On Jun 11, 2007, at 13:38:10, Tony Luck wrote:
>> I'd rather have a single file, marked "Japanese" (in Japanese),  
>> that had pointers to current translations. These will always be at  
>> least as current as whatever we have in the tree, if not more so.  
>> Especially when someone is trying to figure out how to work based  
>> on the year-old kernel their embedded vendor gave them.
>
> Knowing whether a translation is current or not would be useful ...  
> perhaps the translated files could include the GIT blob SHA1 of the  
> version they were translated from (and some human readable version  
> string too :-) This would allow someone reading the documentation  
> to know whether is really was current.  If it isn't, it provides an  
> easy path to see what changed in the source document since the  
> translation was made. This same diff should lighten the load for  
> people maintaining the translation.

Well, actually, if you're going that route then extend GIT to have  
support for "related" files.  Essentially you should be able to add  
metadata to a git tree which says: "files $SHA1-$PATH1, $SHA2-$PATH2,  
[...], are related".  Then there would be a "git list-related"  
command with a "--mismatch" option which would list paths for which  
$SHA1 doesn't correspond to $PATH1 or $SHA2 doesn't correspond to  
$PATH2, etc.  Some clever updating of related-status during commit/ 
clone/pull/etc could store information in the index about whether or  
not any given file is up-to-date with respect to its co-related files.

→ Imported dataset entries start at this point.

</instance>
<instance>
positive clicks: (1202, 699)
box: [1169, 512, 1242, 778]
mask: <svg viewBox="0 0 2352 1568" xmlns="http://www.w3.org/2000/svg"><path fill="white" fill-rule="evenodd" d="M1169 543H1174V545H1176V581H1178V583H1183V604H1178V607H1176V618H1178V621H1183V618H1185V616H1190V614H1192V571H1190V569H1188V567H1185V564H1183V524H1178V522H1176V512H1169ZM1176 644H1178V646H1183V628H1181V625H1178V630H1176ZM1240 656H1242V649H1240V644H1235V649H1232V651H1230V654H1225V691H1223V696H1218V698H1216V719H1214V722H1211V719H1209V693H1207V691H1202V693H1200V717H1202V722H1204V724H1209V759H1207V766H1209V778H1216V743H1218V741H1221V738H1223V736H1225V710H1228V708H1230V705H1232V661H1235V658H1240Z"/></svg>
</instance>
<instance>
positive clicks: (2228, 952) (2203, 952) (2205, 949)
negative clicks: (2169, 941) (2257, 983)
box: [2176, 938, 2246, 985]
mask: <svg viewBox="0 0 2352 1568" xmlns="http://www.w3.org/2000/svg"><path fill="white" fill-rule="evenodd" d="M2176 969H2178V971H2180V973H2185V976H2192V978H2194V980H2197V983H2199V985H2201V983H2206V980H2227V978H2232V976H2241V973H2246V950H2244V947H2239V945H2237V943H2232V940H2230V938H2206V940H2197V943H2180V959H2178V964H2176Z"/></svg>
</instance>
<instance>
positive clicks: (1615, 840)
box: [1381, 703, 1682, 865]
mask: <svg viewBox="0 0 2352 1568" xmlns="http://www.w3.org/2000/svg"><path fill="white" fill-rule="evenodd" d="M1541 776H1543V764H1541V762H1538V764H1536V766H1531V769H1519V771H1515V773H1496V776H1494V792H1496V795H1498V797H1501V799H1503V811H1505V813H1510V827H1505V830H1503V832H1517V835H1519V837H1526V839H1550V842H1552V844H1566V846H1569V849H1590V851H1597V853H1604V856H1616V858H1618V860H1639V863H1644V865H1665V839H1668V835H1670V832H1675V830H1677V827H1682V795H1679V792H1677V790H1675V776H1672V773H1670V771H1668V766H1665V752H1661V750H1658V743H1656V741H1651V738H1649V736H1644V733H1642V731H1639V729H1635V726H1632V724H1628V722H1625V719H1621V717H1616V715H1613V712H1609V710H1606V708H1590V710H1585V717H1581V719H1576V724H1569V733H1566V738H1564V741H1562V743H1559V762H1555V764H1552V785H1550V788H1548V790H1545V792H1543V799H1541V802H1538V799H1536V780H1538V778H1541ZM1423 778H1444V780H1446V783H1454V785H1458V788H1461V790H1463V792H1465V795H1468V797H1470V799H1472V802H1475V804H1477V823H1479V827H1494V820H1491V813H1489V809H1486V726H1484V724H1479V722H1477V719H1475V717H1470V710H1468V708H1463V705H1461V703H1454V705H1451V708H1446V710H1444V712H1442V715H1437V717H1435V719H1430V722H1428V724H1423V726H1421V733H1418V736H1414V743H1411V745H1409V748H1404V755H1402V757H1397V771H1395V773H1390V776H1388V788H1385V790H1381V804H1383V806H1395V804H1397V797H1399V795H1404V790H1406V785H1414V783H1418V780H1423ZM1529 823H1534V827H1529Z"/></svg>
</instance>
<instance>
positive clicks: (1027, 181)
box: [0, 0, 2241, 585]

For translations, when the English version of a document is updated  
it will automatically result in a "mismatch", allowing translators to  
do a simple git-diff and see what happened.  Likewise, if the  
Japanese document is updated without changing the relationship then  
it might mean that somebody should see what changed and update the  
English version as well.  If you determine that the change was  
irrelevant for the other language (spelling/grammar fixes, etc), then  
you just update the relationship and commit that change.

It would probably be pretty trivial to implement a prototype using a  
'.gitrelated' file in the root of the git tree, although better  
integration with the index would really speed handling with lots of  
related files; instead of linear searching just iterate over the  
prepared-during-checkout "out-of-date" list.